Eating Okay: A Recipe for the College Student Who Gave Up Too Soon, with Readjusted Expectations Sans Delirium
- ₱0.00 in bank account and/or wallet
- 1 student-cum-human with lower expectations of everyday, “simple” gourmet meals
- 2 hours doing other things besides analysis paralysis
- 4 cans of self-acceptance
- 5 teaspoons of hope, sifted
- 3 real reasons to cook, found within the self, such as:
- A desire to grow.
- Chopping veggies and stirring broths function as wonderful stress relievers.
- Your mother likes paella, so you want to cook it for her someday.
Ideal Prep: 20 min Actual Prep: 15 min Cooking Time: 15 min Ready In: 10 min
- Come to terms with reality. Sometimes, you give yourself less credit than what you deserve. Remember that cooking isn’t rocket science: it’s a life skill. You can’t remain stagnant forever. The best time to learn is now. You can’t call yourself independent if you can’t whip up something edible.

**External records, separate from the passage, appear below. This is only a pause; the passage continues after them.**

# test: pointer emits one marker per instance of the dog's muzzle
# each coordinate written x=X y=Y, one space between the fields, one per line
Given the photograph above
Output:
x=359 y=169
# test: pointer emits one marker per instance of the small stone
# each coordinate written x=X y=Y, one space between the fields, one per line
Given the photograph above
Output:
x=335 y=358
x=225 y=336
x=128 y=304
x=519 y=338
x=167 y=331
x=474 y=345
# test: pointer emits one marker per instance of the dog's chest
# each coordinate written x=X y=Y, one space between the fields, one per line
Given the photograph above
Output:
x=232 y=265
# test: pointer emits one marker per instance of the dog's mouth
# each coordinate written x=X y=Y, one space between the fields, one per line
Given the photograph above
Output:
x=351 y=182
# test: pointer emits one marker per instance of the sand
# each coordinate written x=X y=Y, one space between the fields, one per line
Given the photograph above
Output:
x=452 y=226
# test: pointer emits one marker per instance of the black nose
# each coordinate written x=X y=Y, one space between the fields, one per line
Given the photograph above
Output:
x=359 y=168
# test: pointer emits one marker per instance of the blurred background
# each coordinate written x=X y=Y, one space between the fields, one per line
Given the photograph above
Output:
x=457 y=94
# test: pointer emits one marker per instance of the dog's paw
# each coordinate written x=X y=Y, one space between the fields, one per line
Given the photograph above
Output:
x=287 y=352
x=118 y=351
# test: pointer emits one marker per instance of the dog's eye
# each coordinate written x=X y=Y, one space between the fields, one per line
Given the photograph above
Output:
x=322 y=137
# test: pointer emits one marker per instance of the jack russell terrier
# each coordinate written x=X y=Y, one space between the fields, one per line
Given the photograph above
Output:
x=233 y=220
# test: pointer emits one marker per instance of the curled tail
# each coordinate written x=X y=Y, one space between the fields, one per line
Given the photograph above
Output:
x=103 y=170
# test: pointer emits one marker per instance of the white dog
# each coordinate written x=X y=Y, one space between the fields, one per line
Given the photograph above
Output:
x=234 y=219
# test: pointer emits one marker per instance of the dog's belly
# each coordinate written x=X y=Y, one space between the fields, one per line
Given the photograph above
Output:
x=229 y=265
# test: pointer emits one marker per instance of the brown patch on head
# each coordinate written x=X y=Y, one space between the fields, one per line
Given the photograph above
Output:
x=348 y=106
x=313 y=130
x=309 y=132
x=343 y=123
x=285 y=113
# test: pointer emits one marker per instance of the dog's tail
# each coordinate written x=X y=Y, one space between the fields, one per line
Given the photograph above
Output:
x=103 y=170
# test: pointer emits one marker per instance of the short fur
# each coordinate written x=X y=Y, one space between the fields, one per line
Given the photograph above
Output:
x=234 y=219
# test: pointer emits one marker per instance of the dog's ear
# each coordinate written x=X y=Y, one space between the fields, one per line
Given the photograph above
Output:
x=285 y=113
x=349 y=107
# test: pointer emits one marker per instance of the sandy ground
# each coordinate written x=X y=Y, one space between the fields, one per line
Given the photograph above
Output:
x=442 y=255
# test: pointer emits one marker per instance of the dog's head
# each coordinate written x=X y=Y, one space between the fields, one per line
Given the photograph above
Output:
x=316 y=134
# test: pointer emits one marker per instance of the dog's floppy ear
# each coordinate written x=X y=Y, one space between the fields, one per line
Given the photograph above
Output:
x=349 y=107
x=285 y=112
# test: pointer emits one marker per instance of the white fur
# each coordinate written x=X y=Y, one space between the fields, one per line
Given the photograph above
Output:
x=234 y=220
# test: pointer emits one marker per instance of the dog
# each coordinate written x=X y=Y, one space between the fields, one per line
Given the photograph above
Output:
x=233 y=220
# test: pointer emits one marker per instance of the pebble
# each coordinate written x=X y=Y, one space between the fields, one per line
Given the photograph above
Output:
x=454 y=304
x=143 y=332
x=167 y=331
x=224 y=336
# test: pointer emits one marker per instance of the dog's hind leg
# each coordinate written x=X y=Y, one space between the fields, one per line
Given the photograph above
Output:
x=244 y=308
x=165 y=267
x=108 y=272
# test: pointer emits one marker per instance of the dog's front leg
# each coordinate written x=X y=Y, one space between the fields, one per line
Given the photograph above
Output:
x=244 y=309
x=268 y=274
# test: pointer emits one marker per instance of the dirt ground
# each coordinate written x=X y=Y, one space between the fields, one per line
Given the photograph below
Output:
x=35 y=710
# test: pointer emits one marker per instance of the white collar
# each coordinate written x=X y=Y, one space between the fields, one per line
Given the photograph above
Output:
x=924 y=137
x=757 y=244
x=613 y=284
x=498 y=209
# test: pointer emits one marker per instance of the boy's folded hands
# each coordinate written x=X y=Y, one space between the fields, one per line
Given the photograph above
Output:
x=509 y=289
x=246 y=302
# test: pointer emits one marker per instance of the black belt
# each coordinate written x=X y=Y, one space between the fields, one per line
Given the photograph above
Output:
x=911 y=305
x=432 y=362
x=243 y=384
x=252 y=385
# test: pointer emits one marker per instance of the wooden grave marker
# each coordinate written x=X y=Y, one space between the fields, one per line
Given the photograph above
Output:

- Take it slow. Go at your own pace but stop putting responsibilities and long term goals on hold. You can procrastinate on homework but you can’t procrastinate on living.
- Wash hands with soap and water. Start anew and forgive yourself.
- As water boils, chop the onions and garlic. Let the pasta boil in the pot for ten minutes. When the pasta is ready, mix the three ingredients into the tomato sauce, and then mix your new sauce into your pasta. Ensure that the salt is screwed on right, and sprinkle a little of that and pepper onto your pasta to taste.
- Twirl spaghetti around your fork. If nothing seems amiss, shove it into your mouth. Smile. Enjoy, and think about what could be improved, and what went right. Finish pasta and store leftovers in your fridge. Wash your plates. Clean up.
- Tomorrow, cook again, and keep cooking until you can make that paella.